Pari gagné pour François Hollande. Une heure et demie de discours devant près de 20 000 personnes, galvanisées. Un discours très à gauche avec un seul ennemi : « mon véritable adversaire, il n’a pas de nom, pas de visage, pas de parti. Il ne présentera jamais sa candidature et pourtant il gouverne. Cet adversaire, c’est le monde de la finance ». Des propos qui rappellent ceux de François Mitterrand, qui, lors du Congrès d’unification des socialistes à Epinay en juin 1971, avait prôné la rupture avec « toutes les puissances de l’argent, l’argent qui corrompt, l’argent qui achète, l’argent qui écrase, l’argent qui tue, l’argent qui ruine, l’argent qui pourrit jusqu’à la conscience des hommes ». Dans la « République irréprochable » qu’il appelle de ses vœux, François Hollande souhaite inscrire dans la Constitution la loi de 1905 sur la séparation des Eglises et de l’Etat, et réduire de 30% les indemnités du président et des ministres.

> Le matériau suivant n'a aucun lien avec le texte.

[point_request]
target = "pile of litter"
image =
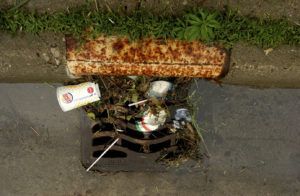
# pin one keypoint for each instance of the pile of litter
(141, 107)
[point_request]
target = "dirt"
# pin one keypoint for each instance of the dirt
(252, 135)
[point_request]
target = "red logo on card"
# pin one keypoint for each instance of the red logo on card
(90, 90)
(67, 98)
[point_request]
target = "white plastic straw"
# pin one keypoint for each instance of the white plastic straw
(102, 154)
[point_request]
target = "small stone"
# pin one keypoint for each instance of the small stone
(57, 61)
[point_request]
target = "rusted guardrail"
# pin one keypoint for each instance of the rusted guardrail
(150, 57)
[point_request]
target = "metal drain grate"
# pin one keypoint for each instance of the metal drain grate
(129, 154)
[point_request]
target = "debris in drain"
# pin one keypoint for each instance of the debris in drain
(88, 169)
(75, 96)
(159, 89)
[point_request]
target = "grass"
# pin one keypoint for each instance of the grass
(224, 28)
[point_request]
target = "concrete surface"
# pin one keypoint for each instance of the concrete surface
(250, 65)
(253, 136)
(289, 9)
(32, 58)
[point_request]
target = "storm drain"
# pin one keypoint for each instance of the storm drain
(131, 152)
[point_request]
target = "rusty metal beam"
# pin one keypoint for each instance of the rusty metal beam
(150, 57)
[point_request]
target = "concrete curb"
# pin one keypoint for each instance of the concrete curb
(41, 58)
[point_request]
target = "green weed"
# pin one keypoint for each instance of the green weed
(224, 28)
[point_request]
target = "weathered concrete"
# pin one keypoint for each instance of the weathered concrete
(278, 67)
(32, 58)
(252, 135)
(289, 9)
(41, 58)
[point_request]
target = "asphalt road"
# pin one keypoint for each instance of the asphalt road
(253, 136)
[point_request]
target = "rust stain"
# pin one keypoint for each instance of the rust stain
(119, 56)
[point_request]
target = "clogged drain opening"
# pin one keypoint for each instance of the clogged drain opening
(101, 141)
(110, 154)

Lors de ce discours où il s’est quelque peu dévoilé, il a parlé de ses parents mais aussi de lui « j’aime les gens, quand d’autres sont fascinés par l’argent », l’un des tacles à Nicolas Sarkozy, pourtant jamais cité dans son discours. Le candidat à la présidentielle a également rendu hommage à la Corrèze, département dont il est élu.

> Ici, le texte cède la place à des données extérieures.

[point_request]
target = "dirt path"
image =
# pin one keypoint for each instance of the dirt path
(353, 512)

Le candidat socialiste ne s’est pas contenté d’égrainer des généralités sur la « promesse républicaine », il a contre toute attente exposé quelques propositions pour donner de la substance au « rêve français ». Outre des mesures déjà connues comme la création d’une banque d’investissement ou les contrats de génération, le favori des sondages a présenté d’autres propositions sur l’éducation, la santé, le logement, la sécurité, la fiscalité et la finance et sur des réformes de société. Il détaillera ses propositions et présentera sa plate-forme présidentielle ce jeudi lors d’une conférence de presse avant de participer à une émission télévisée le soir même et où il débattra avec Alain Juppé, le ministre des Affaires étrangères.
Des réactions convenues
Pour Manuel Valls, directeur de la communication de sa campagne, François Hollande, a prononcé un « discours à la Nation ». « Le candidat a raconté une histoire », le fameux storytelling. Quant à Michel Sapin, plus lyrique, il a « trouvé très beau, cette capacité à donner de l’élan. C’était un discours sur la France ». Beaucoup moins de louanges du côté du Parti communiste. Pierre Laurent, le secrétaire national du PCF dénonce un manque de « clarté ». « Sur la finance, on n’entend toujours pas de mesures, il y a beaucoup de choses loin du compte ».
Sans surprises, vives salves du côté de la majorité. Henri Guaino juge le discours de François Hollande « manichéen, le bien contre le mal, la droite contre la gauche et où la crise est absente ». Et le conseiller spécial de rajouter : « un président, pour moi, ce n’est pas quelqu’un qui fait gagner son parti, c’est quelqu’un qui fait gagner la France ». Jean-François Copé a ironisé sur le « grand numéro de démagogie » du candidat socialiste. Et le secrétaire général de l’UMP de poursuivre : « le candidat socialiste à la présidentielle est fidèle à son image : habile pour flatter un public de gauche, mais ce n’est certainement pas le discours d’un homme courageux. A aucun moment ne lui est venue l’idée de proposer une de ces réformes vitales pour le pays, au risque d’être impopulaire ».
Marine Le Pen, la candidate du Front National à la présidentielle, s'est étonnée que François Hollande voie la finance comme son « véritable adversaire » à la présidentielle, invitant les Français à « regarder un peu dans leur rétroviseur » sur les positions passées du candidat socialiste.